Question: How can you take a dramatic lightning picture from a rooftop whilst you’re relaxing in the pub? (Answer at the end of this blog!)

There has been a sea change in the London skyline over the last couple of decades. One of the most notable professional photographers documenting this has been James Burns, our speaker this evening at Photocraft. It was his first ever Zoom presentation and he actively encouraged questions and comment. He started with a clip from a documentary film in which he’d featured.

James has focused on London rooftop photography for over fifteen years, though this evening he took us through the last decade of this project, documenting the eruption of modernism big time. Initially, he would sneak his birds-eye views from the top of social housing tower blocks. Eventually his fame spread and he began to get privileged access to exclusive central London rooftops. He has a special passion for the capital’s rooftops. He says they give him a different connection with London and they’re where he feels most at home.

Part of his fascination lies in the fact that the views are always changing, in different weather conditions or at different times of day, or as the architecture alters over time. As any Londoner knows only too well, our weather is never constant and often unpredictable, but James has a knack for being in the right time and place for the stunning photo. He particularly likes to evoke the emotional draw of sunrise and sunset and iridescent rainbows over London.

Emotional connection with the viewers of his images is paramount for James. He likes to give people hope, to make them feel happy to be alive, and to entice them to fall in love with London. ‘Shoot from the heart’, he advised, ‘and you can’t go wrong… though you might go hungry!’ James successfully fits in his evocative rooftop photography alongside his more commercial work, to bring powerful ‘stories of beauty and hope’.

His images are honest and unmanipulated. If the moon is red and in a prime position in the image, that’s how it really looked (although he once had to turn to the Royal Society of Astronomy, no less, to confound his critics who had suspected photographic fakery!). An important tool is The Photographer’s Ephemeris app, which helps him calculate exactly where the sun or moon will rise or set in relation to any building and sightline.

Over the course of the decade, not only did the London skyline evolve, but we could see how James’ photography had improved, as had his camera kit. Since 2010, he had built up an intimate knowledge of the city and had uniquely photographed from extraordinary and rare places. He had developed expertise in taking gorgeous time lapses. And the subject matter of his photography had subtly shifted. Originally, he had wanted to document the changes impacting the London skyline, but now he is most excited by the weather and the interplay of the wonder of nature and this evolving city.
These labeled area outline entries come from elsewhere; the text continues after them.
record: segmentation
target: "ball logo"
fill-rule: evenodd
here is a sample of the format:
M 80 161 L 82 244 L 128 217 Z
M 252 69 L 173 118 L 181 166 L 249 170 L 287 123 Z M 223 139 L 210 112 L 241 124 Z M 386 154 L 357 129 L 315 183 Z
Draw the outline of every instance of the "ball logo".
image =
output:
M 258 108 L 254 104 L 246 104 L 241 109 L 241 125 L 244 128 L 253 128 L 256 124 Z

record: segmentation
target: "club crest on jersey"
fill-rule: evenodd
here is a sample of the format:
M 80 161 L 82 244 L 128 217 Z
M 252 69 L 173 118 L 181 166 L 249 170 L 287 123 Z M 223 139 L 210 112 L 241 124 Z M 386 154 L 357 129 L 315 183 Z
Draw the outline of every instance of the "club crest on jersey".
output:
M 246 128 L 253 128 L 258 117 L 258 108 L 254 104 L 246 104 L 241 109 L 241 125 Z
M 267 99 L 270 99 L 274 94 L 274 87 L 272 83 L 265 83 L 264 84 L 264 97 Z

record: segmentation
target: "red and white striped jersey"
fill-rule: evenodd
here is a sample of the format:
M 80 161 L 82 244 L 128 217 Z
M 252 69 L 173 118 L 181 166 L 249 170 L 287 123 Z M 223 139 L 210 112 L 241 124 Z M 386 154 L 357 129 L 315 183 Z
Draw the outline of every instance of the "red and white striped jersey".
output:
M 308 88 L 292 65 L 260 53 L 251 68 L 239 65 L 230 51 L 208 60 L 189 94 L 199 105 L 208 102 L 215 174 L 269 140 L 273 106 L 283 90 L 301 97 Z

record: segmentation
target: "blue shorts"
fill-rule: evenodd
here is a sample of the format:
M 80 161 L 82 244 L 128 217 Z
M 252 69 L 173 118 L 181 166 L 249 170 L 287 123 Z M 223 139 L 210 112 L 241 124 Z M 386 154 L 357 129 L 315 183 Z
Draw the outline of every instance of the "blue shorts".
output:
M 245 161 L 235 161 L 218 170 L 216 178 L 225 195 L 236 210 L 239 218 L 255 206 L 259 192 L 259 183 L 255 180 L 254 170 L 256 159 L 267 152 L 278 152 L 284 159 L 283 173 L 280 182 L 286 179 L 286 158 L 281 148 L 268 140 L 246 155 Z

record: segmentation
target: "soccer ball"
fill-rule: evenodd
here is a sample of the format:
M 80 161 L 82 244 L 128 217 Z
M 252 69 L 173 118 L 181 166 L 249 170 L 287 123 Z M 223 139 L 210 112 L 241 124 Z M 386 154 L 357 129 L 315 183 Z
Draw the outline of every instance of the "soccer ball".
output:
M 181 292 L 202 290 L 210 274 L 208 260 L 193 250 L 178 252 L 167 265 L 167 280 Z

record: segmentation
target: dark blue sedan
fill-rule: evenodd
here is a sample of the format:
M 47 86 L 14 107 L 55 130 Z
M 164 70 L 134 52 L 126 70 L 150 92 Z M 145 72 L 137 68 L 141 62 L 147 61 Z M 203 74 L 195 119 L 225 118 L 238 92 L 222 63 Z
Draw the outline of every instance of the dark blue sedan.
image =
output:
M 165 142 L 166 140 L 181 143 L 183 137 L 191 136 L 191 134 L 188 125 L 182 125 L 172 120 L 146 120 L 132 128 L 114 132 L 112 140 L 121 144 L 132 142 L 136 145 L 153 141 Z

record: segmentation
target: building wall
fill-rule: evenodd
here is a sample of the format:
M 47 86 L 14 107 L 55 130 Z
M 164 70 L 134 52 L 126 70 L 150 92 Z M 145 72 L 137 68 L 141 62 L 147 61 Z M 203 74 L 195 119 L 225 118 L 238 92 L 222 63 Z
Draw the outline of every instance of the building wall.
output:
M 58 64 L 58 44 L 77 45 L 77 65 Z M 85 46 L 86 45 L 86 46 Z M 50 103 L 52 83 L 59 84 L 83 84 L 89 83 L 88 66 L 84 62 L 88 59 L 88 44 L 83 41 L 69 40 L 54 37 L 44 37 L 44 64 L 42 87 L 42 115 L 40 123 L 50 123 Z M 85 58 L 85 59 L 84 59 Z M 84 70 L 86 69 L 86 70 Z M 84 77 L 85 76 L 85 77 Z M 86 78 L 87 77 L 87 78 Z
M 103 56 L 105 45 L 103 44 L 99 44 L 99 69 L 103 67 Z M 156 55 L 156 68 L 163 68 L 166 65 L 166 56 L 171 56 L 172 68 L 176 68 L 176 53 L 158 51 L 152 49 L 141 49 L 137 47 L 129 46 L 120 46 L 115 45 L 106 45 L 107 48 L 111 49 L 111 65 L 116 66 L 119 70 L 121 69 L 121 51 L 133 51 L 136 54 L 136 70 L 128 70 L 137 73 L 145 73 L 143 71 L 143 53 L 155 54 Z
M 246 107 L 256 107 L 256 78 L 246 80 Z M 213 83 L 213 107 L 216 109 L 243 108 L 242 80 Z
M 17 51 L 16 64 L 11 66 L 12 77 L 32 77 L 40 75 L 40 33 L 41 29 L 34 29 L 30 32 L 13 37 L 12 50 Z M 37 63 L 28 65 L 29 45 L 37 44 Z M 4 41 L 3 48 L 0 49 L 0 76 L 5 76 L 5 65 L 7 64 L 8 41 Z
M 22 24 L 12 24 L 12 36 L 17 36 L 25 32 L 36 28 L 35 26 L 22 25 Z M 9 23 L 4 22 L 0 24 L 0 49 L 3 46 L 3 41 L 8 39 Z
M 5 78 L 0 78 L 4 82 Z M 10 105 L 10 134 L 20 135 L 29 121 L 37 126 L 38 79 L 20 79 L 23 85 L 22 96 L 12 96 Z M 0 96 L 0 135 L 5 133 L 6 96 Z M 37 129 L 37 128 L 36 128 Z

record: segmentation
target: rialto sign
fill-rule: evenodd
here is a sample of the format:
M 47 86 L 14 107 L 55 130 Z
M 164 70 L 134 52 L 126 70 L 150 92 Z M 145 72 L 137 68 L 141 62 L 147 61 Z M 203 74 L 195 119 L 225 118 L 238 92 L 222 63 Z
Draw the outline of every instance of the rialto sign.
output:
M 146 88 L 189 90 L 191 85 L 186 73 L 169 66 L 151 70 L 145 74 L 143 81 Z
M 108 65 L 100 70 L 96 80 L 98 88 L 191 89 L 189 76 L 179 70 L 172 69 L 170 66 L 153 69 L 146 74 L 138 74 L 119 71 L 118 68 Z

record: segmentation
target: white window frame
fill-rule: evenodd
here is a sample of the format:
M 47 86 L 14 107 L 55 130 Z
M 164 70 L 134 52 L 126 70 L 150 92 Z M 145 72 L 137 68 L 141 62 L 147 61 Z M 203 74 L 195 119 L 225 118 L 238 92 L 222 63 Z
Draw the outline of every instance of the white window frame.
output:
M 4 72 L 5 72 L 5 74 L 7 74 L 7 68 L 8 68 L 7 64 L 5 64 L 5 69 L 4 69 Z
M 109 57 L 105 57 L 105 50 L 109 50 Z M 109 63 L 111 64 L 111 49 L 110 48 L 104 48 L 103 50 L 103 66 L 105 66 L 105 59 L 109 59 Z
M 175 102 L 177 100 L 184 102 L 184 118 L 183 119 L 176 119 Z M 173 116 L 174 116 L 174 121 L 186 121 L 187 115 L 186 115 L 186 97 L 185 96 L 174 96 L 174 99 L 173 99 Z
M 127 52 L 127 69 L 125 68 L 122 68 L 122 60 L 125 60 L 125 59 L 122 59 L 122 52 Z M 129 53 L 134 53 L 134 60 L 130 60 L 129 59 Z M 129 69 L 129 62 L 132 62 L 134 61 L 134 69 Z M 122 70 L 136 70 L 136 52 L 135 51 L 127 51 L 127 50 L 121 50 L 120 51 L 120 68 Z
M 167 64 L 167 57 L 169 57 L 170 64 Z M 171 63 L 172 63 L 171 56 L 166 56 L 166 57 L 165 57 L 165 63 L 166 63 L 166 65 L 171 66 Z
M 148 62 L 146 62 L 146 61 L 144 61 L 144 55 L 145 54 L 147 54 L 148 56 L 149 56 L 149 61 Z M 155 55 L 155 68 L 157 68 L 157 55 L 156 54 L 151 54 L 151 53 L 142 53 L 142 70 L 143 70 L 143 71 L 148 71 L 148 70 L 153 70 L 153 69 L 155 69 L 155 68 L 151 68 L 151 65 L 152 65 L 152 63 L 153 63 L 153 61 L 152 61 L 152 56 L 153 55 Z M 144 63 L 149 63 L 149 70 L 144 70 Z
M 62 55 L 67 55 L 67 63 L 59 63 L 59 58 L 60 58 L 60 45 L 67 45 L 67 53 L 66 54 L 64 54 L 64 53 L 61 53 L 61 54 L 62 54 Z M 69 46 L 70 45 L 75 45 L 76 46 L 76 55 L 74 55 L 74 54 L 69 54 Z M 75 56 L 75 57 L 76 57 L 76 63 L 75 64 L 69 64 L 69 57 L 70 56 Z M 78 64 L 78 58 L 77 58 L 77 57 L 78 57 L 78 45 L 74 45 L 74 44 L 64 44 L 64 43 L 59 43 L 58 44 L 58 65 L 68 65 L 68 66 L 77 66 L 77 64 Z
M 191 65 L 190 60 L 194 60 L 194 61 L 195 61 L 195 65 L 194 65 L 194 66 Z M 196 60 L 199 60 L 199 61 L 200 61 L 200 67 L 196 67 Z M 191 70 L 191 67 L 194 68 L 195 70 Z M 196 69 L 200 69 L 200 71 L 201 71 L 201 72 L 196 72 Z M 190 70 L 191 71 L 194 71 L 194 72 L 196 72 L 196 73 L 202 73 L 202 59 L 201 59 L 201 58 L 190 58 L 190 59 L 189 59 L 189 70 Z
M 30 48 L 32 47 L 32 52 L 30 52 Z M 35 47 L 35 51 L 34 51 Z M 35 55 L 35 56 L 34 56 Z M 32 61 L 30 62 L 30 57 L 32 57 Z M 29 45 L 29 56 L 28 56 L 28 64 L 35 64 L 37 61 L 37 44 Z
There were a number of useful tips for the budding rooftop photographer, such as: take someone with you if you’re going somewhere dodgy; if you want to photograph the moon, underexpose and do it at twilight, whilst there is still light in the sky, otherwise there’s a risk the moon will be blown out; his favourite lens is a 100-400 mm, which helps to achieve compressed dramatic composition.

Not everyone would share James’ love for the new skyline of London, nor his predilection for Brutalist architecture or Georgian townhouses, but his enthusiasm was surely infectious. He described The Shard as ‘a gift for photographers’, as it changes so much in different light conditions. Some might see the newly evolved skyline of London as evidence of humanity’s constant creativity and quest to transcend itself. Others might see the new skyline as an example of the worst excesses of capitalism. It was intriguing to see The Shard and St Paul’s Cathedral juxtaposed in a couple of James’ images. I wonder which of the two buildings, in the grand scope of human history, will ultimately be most remembered and valued? At the moment there is a protected sightline from Primrose Hill (and other spots around London) to St Paul’s Cathedral. Will there, or won’t there, one day be a similar protected sightline for The Shard?

After James’ presentation he recorded a brief video for us, responding to these two questions:

o What first ignited your passion, James, for rooftop photography? &

o Which of your latest photos (if you had to choose just one) are you most proud of?

This is what he had to say…

(The film James refers to in the video is Koyaanisqatsi)

PS the answer to the question posed at the start of this blog is that James, one evening, knowing a storm was on its way, set up his camera on the rooftop, mounted it solidly on a wall, made sure he had a fast memory card and good battery, dialled in fairly low resolution, and then started up the camera’s intervalometer to take a time lapse. He left the camera running and collected it next morning. He had often tried to capture lightning, but to no avail. This time he succeeded. In fact, one of the images was so good that it went on to appear in fourteen different newspapers across the world!

Thank you, James, for a truly fascinating evening – it’s a shame to have to come back down to earth!